Prevent Blindness America Declares June as Cataract Awareness Month to Educate Public on The Most Common Eye Disease
There are over 24 million US residents 40 years old and older who have cataract, according to the “Vision Problems in the U.S.” report from Prevent Blindness America. It is the top reason for blindness worldwide.
Cataract is often a clouding in the eye’s lens that will disable or change the passage of light into the eye. Unlike numerous eye conditions, however, vision loss because of cataract may be restored. Cataract surgery is one of the most commonly executed procedures in the nation and contains a 95 % rate of success. And, a new study found that cataract surgery patients had a significantly reduced rate of hip bone injuries from falls.
The most common cause of cataracts is aging. This is due to normal eye changes that happen after around age 40. That is when normal proteins in the lens start to break down.

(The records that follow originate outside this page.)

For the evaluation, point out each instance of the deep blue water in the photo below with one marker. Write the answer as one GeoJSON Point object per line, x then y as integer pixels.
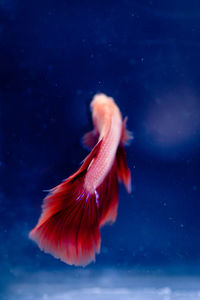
{"type": "Point", "coordinates": [54, 56]}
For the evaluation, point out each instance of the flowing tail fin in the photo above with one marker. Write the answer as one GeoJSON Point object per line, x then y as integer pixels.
{"type": "Point", "coordinates": [69, 225]}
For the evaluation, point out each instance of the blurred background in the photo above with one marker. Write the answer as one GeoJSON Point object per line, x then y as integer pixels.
{"type": "Point", "coordinates": [54, 56]}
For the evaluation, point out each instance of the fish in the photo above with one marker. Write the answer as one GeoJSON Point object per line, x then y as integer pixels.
{"type": "Point", "coordinates": [74, 211]}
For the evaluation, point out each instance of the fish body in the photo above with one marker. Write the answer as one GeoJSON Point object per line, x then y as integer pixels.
{"type": "Point", "coordinates": [74, 211]}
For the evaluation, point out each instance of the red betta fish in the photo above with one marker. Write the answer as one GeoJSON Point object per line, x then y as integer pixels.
{"type": "Point", "coordinates": [74, 211]}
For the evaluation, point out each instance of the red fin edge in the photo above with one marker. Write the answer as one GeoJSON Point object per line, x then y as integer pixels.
{"type": "Point", "coordinates": [127, 135]}
{"type": "Point", "coordinates": [123, 171]}
{"type": "Point", "coordinates": [69, 225]}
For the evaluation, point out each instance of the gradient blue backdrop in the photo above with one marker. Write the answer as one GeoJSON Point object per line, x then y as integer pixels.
{"type": "Point", "coordinates": [54, 56]}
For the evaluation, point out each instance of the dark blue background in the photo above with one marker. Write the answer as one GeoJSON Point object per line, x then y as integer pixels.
{"type": "Point", "coordinates": [54, 56]}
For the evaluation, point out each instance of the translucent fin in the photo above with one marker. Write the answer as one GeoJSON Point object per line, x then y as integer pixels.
{"type": "Point", "coordinates": [69, 225]}
{"type": "Point", "coordinates": [123, 171]}
{"type": "Point", "coordinates": [90, 139]}
{"type": "Point", "coordinates": [108, 197]}
{"type": "Point", "coordinates": [127, 135]}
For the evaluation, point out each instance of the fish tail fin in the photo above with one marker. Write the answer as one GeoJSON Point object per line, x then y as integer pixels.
{"type": "Point", "coordinates": [127, 136]}
{"type": "Point", "coordinates": [108, 190]}
{"type": "Point", "coordinates": [123, 171]}
{"type": "Point", "coordinates": [69, 224]}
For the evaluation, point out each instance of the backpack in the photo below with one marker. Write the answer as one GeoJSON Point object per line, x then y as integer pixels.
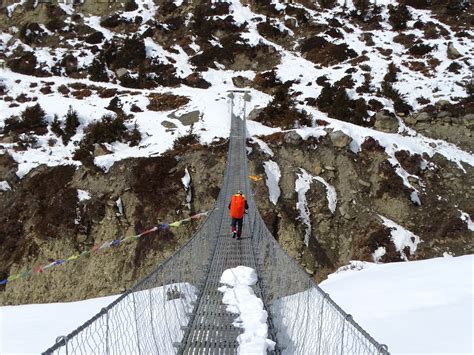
{"type": "Point", "coordinates": [237, 206]}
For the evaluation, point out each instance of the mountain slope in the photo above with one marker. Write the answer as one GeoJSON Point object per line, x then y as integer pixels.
{"type": "Point", "coordinates": [370, 101]}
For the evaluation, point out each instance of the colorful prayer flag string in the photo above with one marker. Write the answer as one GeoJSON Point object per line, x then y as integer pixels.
{"type": "Point", "coordinates": [96, 248]}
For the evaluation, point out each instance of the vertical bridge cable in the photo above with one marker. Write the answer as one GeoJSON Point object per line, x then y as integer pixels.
{"type": "Point", "coordinates": [178, 309]}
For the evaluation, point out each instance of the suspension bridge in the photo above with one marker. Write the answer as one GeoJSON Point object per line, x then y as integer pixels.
{"type": "Point", "coordinates": [177, 308]}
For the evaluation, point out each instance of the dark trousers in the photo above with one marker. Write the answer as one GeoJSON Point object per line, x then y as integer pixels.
{"type": "Point", "coordinates": [237, 225]}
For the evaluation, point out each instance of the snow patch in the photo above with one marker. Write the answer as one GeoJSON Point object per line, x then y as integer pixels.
{"type": "Point", "coordinates": [240, 299]}
{"type": "Point", "coordinates": [401, 237]}
{"type": "Point", "coordinates": [272, 170]}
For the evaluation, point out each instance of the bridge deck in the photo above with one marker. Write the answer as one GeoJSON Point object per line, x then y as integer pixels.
{"type": "Point", "coordinates": [211, 330]}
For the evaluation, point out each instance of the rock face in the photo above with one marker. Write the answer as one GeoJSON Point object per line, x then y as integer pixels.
{"type": "Point", "coordinates": [445, 123]}
{"type": "Point", "coordinates": [453, 53]}
{"type": "Point", "coordinates": [340, 139]}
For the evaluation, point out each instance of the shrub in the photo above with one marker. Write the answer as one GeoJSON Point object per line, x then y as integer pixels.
{"type": "Point", "coordinates": [326, 4]}
{"type": "Point", "coordinates": [55, 24]}
{"type": "Point", "coordinates": [95, 38]}
{"type": "Point", "coordinates": [56, 127]}
{"type": "Point", "coordinates": [185, 141]}
{"type": "Point", "coordinates": [131, 5]}
{"type": "Point", "coordinates": [398, 16]}
{"type": "Point", "coordinates": [398, 102]}
{"type": "Point", "coordinates": [417, 4]}
{"type": "Point", "coordinates": [134, 137]}
{"type": "Point", "coordinates": [112, 21]}
{"type": "Point", "coordinates": [166, 102]}
{"type": "Point", "coordinates": [97, 71]}
{"type": "Point", "coordinates": [25, 64]}
{"type": "Point", "coordinates": [70, 126]}
{"type": "Point", "coordinates": [108, 130]}
{"type": "Point", "coordinates": [115, 105]}
{"type": "Point", "coordinates": [32, 119]}
{"type": "Point", "coordinates": [131, 54]}
{"type": "Point", "coordinates": [420, 49]}
{"type": "Point", "coordinates": [281, 112]}
{"type": "Point", "coordinates": [167, 8]}
{"type": "Point", "coordinates": [391, 75]}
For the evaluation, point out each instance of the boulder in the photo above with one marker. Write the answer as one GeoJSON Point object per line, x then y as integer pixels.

But besides aging, other cataract risk factors include:
- Having parents, brothers, sisters, or other family members who have cataracts
- Having certain medical problems, such as diabetes
- Having an eye injury, eye surgery, or radiation treatments on your upper body
- Having spent a lot of time in the sun, especially without sunglasses that protest your eyes from damaging ultraviolet (UV) rays
If you have any of these risk factors for cataracts, you should request an appointment with your eye care provider.
Cataracts usually don’t cause pain, inflammation or tears. Nevertheless, these changes in your vision could possibly be indications of cataracts:
- Fuzzy vision, double vision, phantom images, a feeling of a “film” on the eyes.

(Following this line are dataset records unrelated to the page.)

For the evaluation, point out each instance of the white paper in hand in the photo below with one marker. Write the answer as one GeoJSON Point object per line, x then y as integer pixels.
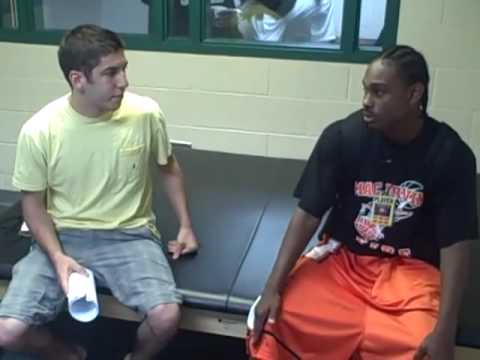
{"type": "Point", "coordinates": [82, 296]}
{"type": "Point", "coordinates": [251, 315]}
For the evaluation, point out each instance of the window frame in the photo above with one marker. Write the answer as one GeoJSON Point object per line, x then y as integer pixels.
{"type": "Point", "coordinates": [158, 40]}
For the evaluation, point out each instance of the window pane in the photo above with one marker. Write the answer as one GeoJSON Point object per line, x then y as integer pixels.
{"type": "Point", "coordinates": [8, 18]}
{"type": "Point", "coordinates": [311, 23]}
{"type": "Point", "coordinates": [178, 18]}
{"type": "Point", "coordinates": [372, 22]}
{"type": "Point", "coordinates": [124, 16]}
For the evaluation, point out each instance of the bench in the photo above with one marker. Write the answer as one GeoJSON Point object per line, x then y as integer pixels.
{"type": "Point", "coordinates": [240, 207]}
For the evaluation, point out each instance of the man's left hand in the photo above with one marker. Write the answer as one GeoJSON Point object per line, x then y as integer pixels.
{"type": "Point", "coordinates": [436, 346]}
{"type": "Point", "coordinates": [186, 243]}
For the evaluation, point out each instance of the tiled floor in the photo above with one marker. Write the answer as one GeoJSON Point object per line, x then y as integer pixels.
{"type": "Point", "coordinates": [108, 339]}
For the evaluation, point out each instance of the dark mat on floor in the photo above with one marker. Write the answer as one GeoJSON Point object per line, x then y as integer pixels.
{"type": "Point", "coordinates": [108, 339]}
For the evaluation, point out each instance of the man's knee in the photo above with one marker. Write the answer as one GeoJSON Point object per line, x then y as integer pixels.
{"type": "Point", "coordinates": [11, 331]}
{"type": "Point", "coordinates": [164, 316]}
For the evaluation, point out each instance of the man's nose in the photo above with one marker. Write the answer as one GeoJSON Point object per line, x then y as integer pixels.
{"type": "Point", "coordinates": [122, 81]}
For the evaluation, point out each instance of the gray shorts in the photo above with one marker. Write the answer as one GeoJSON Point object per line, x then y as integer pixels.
{"type": "Point", "coordinates": [131, 263]}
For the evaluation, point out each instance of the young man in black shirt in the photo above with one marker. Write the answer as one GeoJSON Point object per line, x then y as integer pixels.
{"type": "Point", "coordinates": [387, 279]}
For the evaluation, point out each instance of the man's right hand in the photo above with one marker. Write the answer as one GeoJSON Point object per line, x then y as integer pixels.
{"type": "Point", "coordinates": [266, 310]}
{"type": "Point", "coordinates": [64, 266]}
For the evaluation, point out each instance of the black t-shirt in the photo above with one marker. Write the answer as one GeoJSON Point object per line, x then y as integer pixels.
{"type": "Point", "coordinates": [389, 199]}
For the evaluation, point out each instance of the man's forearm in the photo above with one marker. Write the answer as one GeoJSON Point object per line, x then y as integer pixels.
{"type": "Point", "coordinates": [174, 187]}
{"type": "Point", "coordinates": [40, 223]}
{"type": "Point", "coordinates": [300, 230]}
{"type": "Point", "coordinates": [454, 266]}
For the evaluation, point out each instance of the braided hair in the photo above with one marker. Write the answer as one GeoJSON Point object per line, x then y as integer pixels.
{"type": "Point", "coordinates": [412, 67]}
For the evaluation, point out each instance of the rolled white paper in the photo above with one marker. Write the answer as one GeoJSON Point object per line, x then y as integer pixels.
{"type": "Point", "coordinates": [82, 296]}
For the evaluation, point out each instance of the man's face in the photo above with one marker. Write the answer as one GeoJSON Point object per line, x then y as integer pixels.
{"type": "Point", "coordinates": [104, 88]}
{"type": "Point", "coordinates": [387, 98]}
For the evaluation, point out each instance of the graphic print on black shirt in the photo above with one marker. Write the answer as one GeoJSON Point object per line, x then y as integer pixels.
{"type": "Point", "coordinates": [389, 199]}
{"type": "Point", "coordinates": [387, 204]}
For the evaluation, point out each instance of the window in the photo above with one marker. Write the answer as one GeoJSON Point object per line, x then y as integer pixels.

- Lighting appears too dimly lit to read or perform close-up work, or you are “dazzled” by strong lighting.
- Altering eyeglass prescriptions frequently. The modification might not exactly seem to help your vision.
You might at times notice the cataract inside your eye. It could possibly look like a milky or yellowish or golden-tinged spot within the pupil (the center of your eye is normally black).
“Although getting a cataract is typical, it doesn’t need to mean long lasting eyesight loss,” said Hugh R. Parry, President and CEO of Prevent Blindness America. “One method in order to protect our vision is to create a commitment to take care of our eyes today, which includes getting a dilated eye exam, so that we can help protect our sight for the future not just from cataract, but other eye diseases as well.”